A Special Star for a Special Birth

2020-01-05 – Year A – Christmas 2 – The Rev. Christopher M. Klukas
Jeremiah 31:7-14; Psalm 84; Ephesians 1:3-14; Matthew 2:1-12

International Uproar

  • Imagine what it must have been like to see these Magi entering the city of Jerusalem, probably with a large entourage, and making their way to the Palace of Herod the King.
    • They went straight to the king’s house in the capital city because that is the most likely place where you would find a new baby who is born as King of the Jews.
  • The wise men are “magos” magicians or astrologers. Probably from Arabia or Babylonia.
    • The kinds of practices that they likely engaged in were prohibited in the law. Things like astrology, fortune-telling, and sorcery.
    • The New Testament is just as condemning of sorcery and fortune-telling as the Old Testament was. These are practices that have no place in the Christian life.
  • “God’s use of their astrological and cultural background to communicate with [the Magi] does not imply his endorsement of astrology, but indicates his care in meeting individuals where they are.”
    • Today, there are reports of Jesus appearing in dreams to Muslims in parts of the world where it is very difficult for Christian missionaries to gain access.
    • We can’t expect people to behave like Christians before they have accepted Jesus as Lord of their life. Just like Jesus, we need to find ways to spend time with the “tax collectors and sinners” of our own day.
  • One of the things I love about this story is the way it baffles those who try to identify exactly what this “star” in the sky was.
    • Today skeptics might scoff at this story.
    • “…the search for astronomical parallels to a divine communication is unlikely to be profitable (see on v. 2). To the Magi it brought not critical embarrassment but great joy!”
  • It is possible that the Magi may have heard of a Jewish prophesy about a king whose birth was to be marked by a star (see Numbers 24:17). But how would a normal sign in the sky come to rest over the place where the child was.
  • Jerusalem is only about 5 miles from Bethlehem. They could have walked there in about an hour and 45 minutes.
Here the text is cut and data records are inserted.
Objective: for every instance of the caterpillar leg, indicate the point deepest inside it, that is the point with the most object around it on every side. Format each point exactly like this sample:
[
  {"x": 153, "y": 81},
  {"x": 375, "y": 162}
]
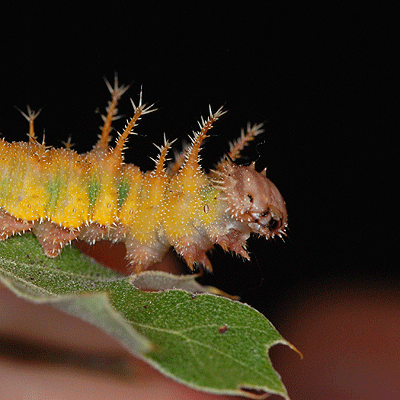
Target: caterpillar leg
[
  {"x": 10, "y": 225},
  {"x": 53, "y": 237}
]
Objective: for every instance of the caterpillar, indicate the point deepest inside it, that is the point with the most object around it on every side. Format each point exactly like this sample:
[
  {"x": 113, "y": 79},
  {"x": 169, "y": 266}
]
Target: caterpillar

It would be hard to tell the difference from an astronomer’s POV.
  • I like to think that this sign was something that God specifically created to celebrate the birth of his Son! Kind of like the “it’s a boy” signs you sometimes see in a front yard!
  • A special sign for a special birth.

Jew or Gentile

  • One of the amazing things that this story celebrates is the fact that Jesus’s birth was announced to both Jews and Gentiles.
    • In last week’s Epistle lesson we read the fully developed doctrine that is hinted at in the visitation of the Magi. Galatians 3:26–29
    • All those to whom the birth was announced were outcasts. Herod was not notified, he had to hear it second hand, and he didn’t take the news well.
      • Last Saturday was the feast of the Holy Innocents when we remember all of the children who were murdered by Herod as he was trying to crush the threat of a rival king.
      • Tyrants rule with an iron fist because they are insecure
    • Matthew 7:6 – “Pearls before swine”
    • Compare Herod to John the Baptist.
      • John says of Jesus “He must increase, but I must decrease” John 3:30.
      • We must come to Jesus as he came to us, in humility.


Worship with Gifts

  • So how did the Magi respond to the news announced by this sign in the heavens?
    • They saddled up their camels, gathered their gifts, and departed on a long journey.
  • Gold, Frankincense, and Myrrh were all very costly items. These are not your average baby shower gifts. They were not bringing extra swaddling cloths or a crib to replace the manger! These are the kind of gifts that you would give to a king.
    • The giving of these gifts fit for a king may be a reminder of the visit of the Queen of Sheba to King Solomon, the Son of David, when she brought gold and spices.
    • Perhaps this was a state visit, official representatives of one nation coming with official gifts to acknowledge the birth of a new King.
    • And yet, the Greek word used here for “worship” is only used in the NT toward a divine object. When the Magi fall down and worship Jesus (Matthew 2:11) they are worshipping him as divine. 
  • The incarnation of Jesus is a gift for all who choose to receive it. Rich or poor, black or white, Asian or Latino.
  • Our response to this gift is to acknowledge him and pay homage to him. To worship him.

In the Bleak Midwinter, Christina Rossetti “What can I give him, poor as I am? / If I were a shepherd, I would bring a lamb; / if I were a wise man, I would do my part; / yet what I can I give him–give my heart.”